Some have asserted that an immediate solution to the problem is unnecessary, because the Trust Funds are flush with surpluses that can pay benefits well into the future. But the Social Security Trust Funds are not flush with assets that can pay benefits like those in a conventional pension fund. They are more like IOUs the government has written to itself. Surplus funds are not invested in financial assets like stocks and bonds. Instead, the surpluses are credited to the Trust Fund but are spent on other government programs. Every asset of the Trust Funds is a liability of the Treasury. Summing over both parts of government, the assets and liabilities net out to zero. In order to pay benefits in future years, the government will have to tax, borrow or cut spending on other programs. [See Figure I.]

  • This year, for the first time in many years, the federal government will have to draw on general revenues to cover the excess of spending over revenues in the combined elderly entitlement programs; the funding deficit this year is equal to about 3.6 percent of federal income taxes.

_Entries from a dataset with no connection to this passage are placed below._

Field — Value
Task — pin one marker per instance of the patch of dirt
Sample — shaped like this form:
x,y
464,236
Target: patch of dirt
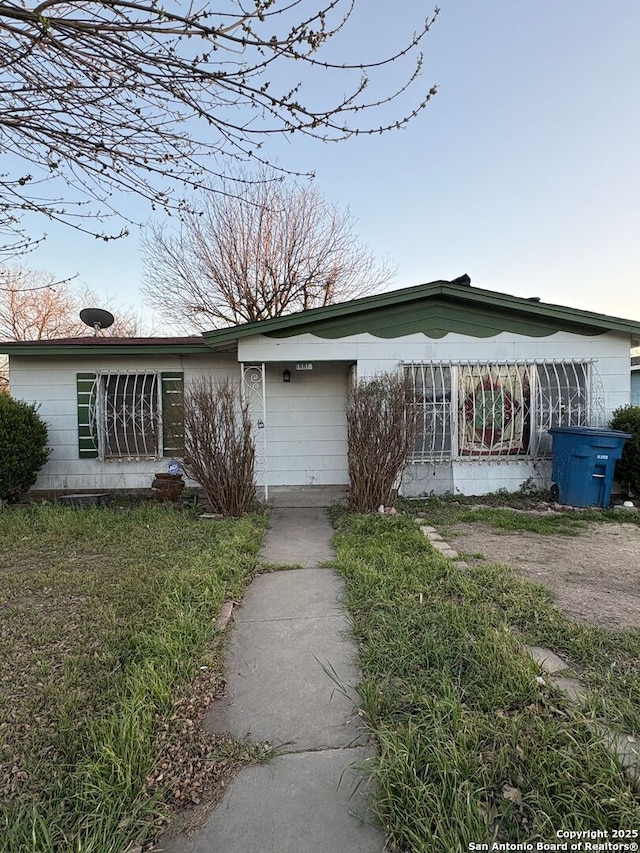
x,y
594,576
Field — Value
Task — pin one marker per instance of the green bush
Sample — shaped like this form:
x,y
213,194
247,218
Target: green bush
x,y
627,419
23,450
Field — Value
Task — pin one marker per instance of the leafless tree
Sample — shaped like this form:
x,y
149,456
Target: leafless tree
x,y
275,248
99,96
35,306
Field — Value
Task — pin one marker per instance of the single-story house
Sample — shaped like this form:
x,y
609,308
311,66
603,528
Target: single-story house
x,y
489,374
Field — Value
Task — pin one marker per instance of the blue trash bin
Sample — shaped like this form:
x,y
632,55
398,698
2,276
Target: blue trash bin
x,y
584,462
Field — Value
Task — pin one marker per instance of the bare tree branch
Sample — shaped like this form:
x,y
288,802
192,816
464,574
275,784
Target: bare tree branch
x,y
275,248
99,96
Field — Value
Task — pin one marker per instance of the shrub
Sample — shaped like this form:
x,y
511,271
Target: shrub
x,y
23,450
219,445
627,419
381,435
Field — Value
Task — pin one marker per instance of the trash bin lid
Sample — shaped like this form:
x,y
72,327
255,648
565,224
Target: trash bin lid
x,y
589,431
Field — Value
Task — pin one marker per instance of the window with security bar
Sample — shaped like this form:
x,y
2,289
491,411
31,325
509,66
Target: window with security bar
x,y
487,410
125,415
129,414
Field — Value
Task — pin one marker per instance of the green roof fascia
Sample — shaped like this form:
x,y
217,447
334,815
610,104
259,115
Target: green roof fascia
x,y
437,317
17,349
313,315
468,310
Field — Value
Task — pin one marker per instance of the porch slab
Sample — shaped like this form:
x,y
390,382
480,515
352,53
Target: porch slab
x,y
306,496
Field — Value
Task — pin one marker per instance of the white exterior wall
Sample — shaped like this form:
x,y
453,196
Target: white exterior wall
x,y
52,383
305,418
467,476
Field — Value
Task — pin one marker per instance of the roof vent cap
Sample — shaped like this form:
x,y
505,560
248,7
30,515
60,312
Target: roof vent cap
x,y
462,280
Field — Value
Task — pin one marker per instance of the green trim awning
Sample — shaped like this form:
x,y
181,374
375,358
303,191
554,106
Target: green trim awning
x,y
434,310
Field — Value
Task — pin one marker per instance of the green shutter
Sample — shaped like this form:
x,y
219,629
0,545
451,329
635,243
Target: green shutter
x,y
172,414
87,439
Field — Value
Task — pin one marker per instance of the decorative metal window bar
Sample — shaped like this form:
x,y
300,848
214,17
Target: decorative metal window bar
x,y
499,410
127,415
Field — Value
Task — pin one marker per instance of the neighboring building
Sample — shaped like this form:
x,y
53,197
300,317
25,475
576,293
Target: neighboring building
x,y
489,374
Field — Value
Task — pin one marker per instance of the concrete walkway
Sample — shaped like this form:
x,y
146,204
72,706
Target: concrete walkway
x,y
290,641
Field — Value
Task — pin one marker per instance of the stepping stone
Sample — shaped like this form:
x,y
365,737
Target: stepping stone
x,y
575,690
447,552
549,661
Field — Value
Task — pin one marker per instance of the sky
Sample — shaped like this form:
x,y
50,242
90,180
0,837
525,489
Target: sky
x,y
523,171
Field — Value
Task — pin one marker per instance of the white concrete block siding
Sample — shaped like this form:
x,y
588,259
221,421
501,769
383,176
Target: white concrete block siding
x,y
305,418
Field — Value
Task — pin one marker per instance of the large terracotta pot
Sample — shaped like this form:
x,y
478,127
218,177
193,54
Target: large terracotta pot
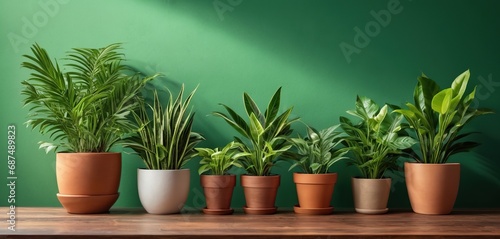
x,y
314,192
163,191
260,193
218,190
371,195
432,188
88,182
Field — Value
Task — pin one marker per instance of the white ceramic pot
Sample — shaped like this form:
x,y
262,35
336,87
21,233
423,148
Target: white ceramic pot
x,y
163,191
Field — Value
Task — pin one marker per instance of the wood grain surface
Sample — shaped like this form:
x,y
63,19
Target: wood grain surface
x,y
135,223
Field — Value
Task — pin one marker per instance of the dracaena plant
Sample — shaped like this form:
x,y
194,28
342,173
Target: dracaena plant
x,y
377,140
266,133
438,116
219,161
164,138
318,151
86,107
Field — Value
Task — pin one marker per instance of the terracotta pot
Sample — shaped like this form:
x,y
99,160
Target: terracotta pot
x,y
88,182
218,190
371,195
315,190
88,173
260,193
163,191
432,188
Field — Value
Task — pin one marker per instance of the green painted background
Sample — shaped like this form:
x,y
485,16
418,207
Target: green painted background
x,y
231,46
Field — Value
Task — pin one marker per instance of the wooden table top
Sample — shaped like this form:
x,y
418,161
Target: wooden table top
x,y
136,223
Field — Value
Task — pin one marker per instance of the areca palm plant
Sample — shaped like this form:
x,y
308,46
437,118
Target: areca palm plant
x,y
86,108
377,140
266,133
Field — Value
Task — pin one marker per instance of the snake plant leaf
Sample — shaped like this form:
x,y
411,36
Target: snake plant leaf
x,y
252,108
459,85
425,90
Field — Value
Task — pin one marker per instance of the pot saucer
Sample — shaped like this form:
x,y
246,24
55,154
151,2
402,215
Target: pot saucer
x,y
260,211
372,211
218,211
87,204
313,211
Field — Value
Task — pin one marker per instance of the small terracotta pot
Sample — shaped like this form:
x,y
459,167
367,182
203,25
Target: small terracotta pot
x,y
260,193
314,190
88,182
432,188
218,190
371,195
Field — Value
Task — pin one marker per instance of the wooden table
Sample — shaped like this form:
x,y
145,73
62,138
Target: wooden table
x,y
135,223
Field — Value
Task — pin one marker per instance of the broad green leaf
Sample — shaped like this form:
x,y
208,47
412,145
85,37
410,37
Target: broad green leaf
x,y
441,102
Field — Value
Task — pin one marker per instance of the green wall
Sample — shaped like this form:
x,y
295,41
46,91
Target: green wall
x,y
311,48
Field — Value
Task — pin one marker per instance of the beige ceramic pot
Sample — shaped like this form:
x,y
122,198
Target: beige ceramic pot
x,y
88,182
163,191
432,188
371,195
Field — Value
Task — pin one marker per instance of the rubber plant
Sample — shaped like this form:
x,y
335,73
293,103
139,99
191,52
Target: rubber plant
x,y
84,107
438,117
377,140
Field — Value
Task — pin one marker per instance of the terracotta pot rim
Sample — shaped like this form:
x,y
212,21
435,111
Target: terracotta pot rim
x,y
88,153
314,173
272,175
417,163
371,179
146,169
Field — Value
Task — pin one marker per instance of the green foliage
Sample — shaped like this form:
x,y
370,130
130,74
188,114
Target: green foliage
x,y
437,117
266,133
378,140
84,109
318,151
218,162
165,140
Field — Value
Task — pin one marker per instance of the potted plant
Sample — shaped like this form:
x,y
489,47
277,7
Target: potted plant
x,y
376,142
266,134
84,110
165,142
437,117
217,184
315,154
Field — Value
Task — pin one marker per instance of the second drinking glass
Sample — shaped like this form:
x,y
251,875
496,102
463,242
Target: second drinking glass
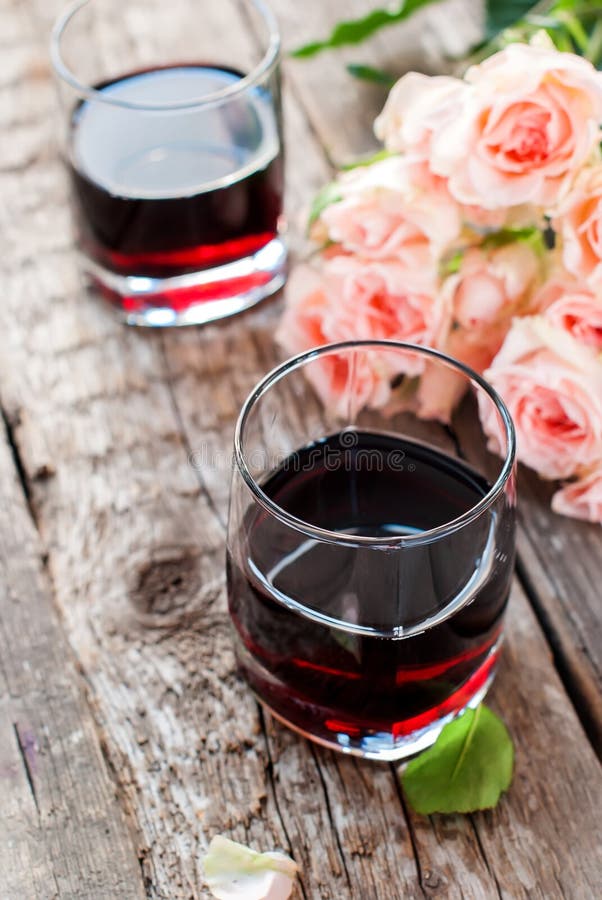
x,y
173,145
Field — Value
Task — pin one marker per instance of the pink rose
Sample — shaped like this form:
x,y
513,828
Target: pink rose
x,y
351,299
473,316
579,222
581,499
574,308
491,285
554,393
392,208
518,130
418,106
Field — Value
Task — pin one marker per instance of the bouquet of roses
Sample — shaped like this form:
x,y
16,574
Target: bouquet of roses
x,y
477,230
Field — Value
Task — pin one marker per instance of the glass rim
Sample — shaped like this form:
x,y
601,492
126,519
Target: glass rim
x,y
264,67
338,537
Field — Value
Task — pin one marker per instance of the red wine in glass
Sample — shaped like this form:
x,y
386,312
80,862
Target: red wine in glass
x,y
176,211
367,690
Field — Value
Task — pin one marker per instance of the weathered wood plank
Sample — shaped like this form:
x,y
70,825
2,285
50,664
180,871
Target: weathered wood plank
x,y
560,564
62,832
341,108
104,420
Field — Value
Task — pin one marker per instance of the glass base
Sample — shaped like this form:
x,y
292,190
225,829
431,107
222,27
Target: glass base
x,y
386,746
383,747
195,298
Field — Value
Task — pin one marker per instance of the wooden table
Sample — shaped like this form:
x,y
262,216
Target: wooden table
x,y
126,738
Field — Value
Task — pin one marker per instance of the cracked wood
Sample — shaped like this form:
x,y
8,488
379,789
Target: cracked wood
x,y
104,421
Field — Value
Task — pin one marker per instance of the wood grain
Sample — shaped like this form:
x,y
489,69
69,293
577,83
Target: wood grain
x,y
106,423
63,833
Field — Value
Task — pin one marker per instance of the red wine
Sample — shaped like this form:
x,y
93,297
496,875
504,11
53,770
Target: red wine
x,y
159,195
345,687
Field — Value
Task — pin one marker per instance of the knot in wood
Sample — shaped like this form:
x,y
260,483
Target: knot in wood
x,y
165,585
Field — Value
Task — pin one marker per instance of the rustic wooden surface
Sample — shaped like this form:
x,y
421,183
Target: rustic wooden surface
x,y
118,795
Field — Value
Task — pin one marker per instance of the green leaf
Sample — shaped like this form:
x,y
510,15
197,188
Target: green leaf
x,y
354,31
501,14
505,236
328,194
368,160
467,768
369,73
452,264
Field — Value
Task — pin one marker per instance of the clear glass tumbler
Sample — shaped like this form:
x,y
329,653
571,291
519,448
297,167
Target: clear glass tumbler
x,y
369,561
173,145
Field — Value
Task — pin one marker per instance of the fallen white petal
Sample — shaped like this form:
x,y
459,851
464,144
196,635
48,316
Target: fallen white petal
x,y
235,872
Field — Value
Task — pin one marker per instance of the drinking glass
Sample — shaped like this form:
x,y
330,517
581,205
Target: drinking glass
x,y
370,552
173,144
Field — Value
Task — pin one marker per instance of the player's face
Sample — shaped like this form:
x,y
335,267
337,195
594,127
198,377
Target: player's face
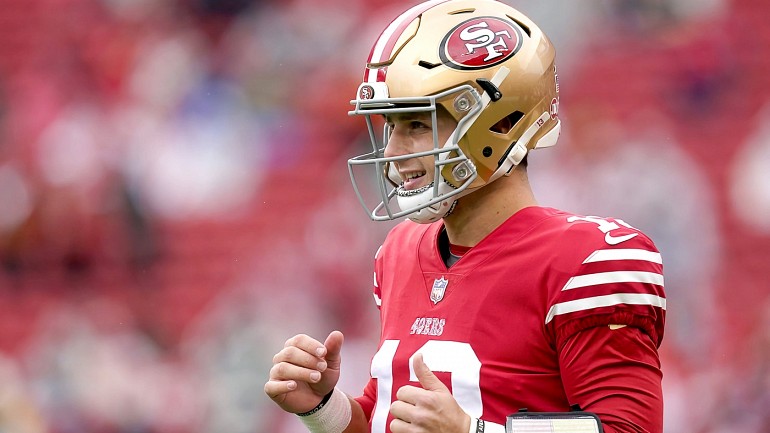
x,y
411,133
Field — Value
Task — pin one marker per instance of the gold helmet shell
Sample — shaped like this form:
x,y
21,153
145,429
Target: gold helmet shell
x,y
486,64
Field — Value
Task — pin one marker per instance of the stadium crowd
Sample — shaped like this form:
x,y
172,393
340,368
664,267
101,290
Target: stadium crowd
x,y
175,203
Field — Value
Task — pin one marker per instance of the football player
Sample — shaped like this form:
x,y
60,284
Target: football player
x,y
489,303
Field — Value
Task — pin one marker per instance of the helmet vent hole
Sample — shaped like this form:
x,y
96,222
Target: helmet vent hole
x,y
522,25
504,125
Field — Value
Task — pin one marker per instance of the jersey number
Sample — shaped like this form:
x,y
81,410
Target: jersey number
x,y
453,357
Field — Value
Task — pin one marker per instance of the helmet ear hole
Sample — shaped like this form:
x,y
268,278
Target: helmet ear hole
x,y
504,125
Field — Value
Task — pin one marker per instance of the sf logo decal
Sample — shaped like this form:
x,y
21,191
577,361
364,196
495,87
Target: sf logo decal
x,y
480,43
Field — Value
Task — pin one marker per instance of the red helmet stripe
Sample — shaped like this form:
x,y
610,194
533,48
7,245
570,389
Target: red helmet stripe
x,y
383,48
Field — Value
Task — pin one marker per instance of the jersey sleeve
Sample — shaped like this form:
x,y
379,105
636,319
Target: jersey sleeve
x,y
606,318
606,277
377,291
614,373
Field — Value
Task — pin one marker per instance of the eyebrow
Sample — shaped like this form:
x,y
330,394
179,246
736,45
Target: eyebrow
x,y
408,116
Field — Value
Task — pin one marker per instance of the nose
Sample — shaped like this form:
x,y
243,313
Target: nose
x,y
397,143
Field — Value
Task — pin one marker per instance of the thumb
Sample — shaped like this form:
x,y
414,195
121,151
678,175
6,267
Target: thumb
x,y
333,346
427,379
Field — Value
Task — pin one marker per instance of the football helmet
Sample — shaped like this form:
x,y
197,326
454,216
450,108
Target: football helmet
x,y
490,67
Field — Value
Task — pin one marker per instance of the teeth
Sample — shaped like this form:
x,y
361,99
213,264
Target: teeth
x,y
414,175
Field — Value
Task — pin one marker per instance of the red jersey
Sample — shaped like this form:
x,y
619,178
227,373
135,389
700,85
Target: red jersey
x,y
548,311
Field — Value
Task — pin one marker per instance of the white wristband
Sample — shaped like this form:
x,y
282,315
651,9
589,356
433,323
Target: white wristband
x,y
333,417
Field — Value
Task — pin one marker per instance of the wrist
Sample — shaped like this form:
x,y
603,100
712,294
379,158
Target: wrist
x,y
319,406
332,415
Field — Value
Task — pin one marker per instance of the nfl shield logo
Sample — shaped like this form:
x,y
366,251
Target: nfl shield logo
x,y
439,287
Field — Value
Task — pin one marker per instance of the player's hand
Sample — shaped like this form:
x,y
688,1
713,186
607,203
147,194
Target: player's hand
x,y
304,371
431,408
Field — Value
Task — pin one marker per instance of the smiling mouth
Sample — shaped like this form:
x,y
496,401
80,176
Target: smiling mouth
x,y
413,180
402,192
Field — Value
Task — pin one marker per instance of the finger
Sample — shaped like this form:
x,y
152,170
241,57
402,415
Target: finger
x,y
297,356
427,379
286,371
399,426
409,394
333,347
276,389
306,343
402,410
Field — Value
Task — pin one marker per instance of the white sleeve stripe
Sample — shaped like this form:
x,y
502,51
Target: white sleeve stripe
x,y
490,427
621,254
605,301
613,277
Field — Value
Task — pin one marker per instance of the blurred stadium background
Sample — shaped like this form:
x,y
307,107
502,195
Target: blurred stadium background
x,y
174,200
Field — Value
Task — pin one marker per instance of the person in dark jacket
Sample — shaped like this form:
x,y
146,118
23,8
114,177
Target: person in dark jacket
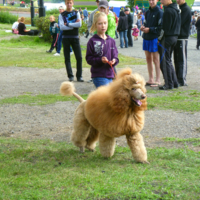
x,y
130,24
70,22
123,29
198,32
180,49
151,30
167,40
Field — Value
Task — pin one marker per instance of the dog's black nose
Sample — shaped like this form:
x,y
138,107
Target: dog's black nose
x,y
143,96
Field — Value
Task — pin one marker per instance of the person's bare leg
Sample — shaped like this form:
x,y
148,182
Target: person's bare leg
x,y
156,61
149,60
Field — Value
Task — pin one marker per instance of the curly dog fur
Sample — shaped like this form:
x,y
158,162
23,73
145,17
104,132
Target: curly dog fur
x,y
109,112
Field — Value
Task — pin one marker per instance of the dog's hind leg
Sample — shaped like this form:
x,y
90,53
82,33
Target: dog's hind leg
x,y
106,145
81,128
92,139
137,147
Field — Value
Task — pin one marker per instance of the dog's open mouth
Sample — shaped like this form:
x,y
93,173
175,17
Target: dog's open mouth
x,y
136,101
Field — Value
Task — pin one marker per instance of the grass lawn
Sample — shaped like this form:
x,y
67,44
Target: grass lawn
x,y
40,169
30,51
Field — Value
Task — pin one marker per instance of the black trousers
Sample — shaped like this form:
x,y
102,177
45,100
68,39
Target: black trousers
x,y
75,44
198,37
54,42
180,60
130,40
166,66
32,32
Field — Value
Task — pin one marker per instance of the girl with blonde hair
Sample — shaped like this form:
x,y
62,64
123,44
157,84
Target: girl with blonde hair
x,y
101,52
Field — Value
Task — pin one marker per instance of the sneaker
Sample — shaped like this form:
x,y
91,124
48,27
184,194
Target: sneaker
x,y
56,54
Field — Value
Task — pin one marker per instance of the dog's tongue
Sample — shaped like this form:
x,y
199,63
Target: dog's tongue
x,y
138,102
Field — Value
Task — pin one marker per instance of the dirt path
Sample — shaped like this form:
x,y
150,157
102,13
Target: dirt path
x,y
55,121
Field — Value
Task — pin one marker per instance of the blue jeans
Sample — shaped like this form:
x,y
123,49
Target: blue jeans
x,y
59,42
123,36
99,81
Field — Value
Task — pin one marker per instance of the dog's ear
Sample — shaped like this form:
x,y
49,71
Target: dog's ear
x,y
120,100
142,107
124,72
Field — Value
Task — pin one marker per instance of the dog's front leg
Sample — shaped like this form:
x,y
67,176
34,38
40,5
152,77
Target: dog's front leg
x,y
137,147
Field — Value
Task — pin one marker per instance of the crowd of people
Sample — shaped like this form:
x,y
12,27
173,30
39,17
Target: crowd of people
x,y
163,33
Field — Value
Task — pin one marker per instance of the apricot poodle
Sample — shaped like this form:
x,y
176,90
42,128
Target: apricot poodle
x,y
109,112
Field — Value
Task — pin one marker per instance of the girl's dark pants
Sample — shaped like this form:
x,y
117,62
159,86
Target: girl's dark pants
x,y
75,44
54,42
198,38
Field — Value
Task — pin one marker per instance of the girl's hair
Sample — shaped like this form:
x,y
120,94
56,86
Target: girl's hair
x,y
52,16
95,20
22,19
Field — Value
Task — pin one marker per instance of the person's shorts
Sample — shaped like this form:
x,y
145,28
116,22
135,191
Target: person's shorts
x,y
150,45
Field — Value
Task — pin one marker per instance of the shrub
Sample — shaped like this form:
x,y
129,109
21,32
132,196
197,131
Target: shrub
x,y
6,17
42,23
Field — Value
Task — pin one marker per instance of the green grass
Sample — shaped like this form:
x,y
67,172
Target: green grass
x,y
39,169
187,101
31,52
194,141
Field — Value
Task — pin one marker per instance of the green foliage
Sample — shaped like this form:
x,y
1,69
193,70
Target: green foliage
x,y
42,169
6,17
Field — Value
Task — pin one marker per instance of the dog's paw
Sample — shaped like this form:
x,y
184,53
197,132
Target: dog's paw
x,y
145,162
82,149
90,149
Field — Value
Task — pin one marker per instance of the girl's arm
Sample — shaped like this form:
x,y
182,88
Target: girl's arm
x,y
90,57
62,25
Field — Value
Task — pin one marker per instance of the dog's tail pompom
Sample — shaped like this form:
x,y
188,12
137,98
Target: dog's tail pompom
x,y
67,89
124,72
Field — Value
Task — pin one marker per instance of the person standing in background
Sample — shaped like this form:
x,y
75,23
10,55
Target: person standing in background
x,y
180,49
85,14
70,22
130,24
151,30
59,42
171,24
123,29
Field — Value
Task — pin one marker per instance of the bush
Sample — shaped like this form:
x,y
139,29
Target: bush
x,y
42,23
7,18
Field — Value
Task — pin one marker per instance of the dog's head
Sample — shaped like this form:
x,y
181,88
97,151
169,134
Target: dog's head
x,y
129,91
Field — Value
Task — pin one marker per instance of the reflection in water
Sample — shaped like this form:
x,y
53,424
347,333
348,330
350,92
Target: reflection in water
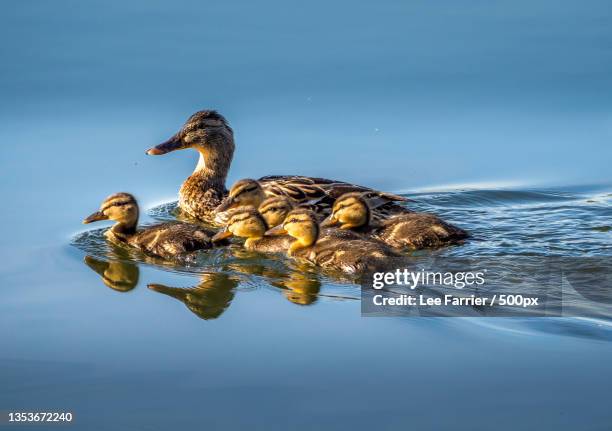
x,y
301,288
118,275
209,299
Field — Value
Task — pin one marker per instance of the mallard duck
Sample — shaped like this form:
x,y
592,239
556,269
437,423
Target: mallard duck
x,y
331,248
248,223
411,231
167,240
209,133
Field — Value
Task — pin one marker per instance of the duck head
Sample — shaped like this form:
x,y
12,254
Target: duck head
x,y
206,131
302,225
120,207
349,211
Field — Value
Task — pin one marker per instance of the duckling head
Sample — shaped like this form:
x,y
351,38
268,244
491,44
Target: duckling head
x,y
275,209
302,225
349,211
245,223
246,192
120,207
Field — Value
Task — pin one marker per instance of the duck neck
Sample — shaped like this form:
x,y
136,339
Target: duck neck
x,y
212,168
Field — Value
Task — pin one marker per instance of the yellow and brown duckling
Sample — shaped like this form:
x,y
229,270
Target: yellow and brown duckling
x,y
249,192
331,248
411,231
167,240
248,223
203,191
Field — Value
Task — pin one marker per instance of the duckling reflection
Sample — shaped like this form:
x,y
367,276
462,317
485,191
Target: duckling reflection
x,y
300,288
209,299
118,275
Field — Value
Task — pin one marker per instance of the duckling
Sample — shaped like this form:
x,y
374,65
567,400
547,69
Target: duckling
x,y
249,192
209,133
411,231
248,223
329,248
118,275
167,240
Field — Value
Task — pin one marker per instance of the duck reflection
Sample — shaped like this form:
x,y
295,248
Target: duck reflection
x,y
209,299
299,287
118,275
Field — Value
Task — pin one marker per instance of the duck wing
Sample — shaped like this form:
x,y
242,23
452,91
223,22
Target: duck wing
x,y
319,194
303,189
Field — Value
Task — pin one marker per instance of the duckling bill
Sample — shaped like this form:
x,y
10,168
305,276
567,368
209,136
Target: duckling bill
x,y
170,240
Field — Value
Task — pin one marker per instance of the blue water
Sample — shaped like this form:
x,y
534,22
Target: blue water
x,y
494,115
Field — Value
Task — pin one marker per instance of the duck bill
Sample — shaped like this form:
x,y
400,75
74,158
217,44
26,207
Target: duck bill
x,y
172,144
226,204
278,230
220,236
329,221
97,216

  • In less than five years, the share of income taxes needed will double, and five years beyond that it will double again.
  • By 2020, the federal government will need more than one-in-four federal income tax dollars to pay benefits to the elderly, in addition to payroll taxes and other dedicated revenues.1
  • By 2030 (toward the end of the baby boomer retirement years) we will need more than half of all federal income tax revenues to pay for the deficits of Social Security and Medicare.
  • By 2040, we will need two-thirds of federal income taxes; by 2050, three-fourths.
  • And, by 2070, the elderly will need all federal income taxes (in addition to all payroll taxes), leaving nothing to pay for any other federal programs.

Clearly, we cannot sustain a pay-as-you-go system, under which promises made to today’s workers must be paid by future generations. Instead, we must move quickly to a funded system, under which each generation pays its own way. Perhaps the most compelling case for Social Security reform is the state of the Medicare program. Medicare’s unfunded liability is seven times greater than Social Security’s. A reformed Social Security system will ultimately lessen the tax burden, paving the way for much-needed Medicare reform.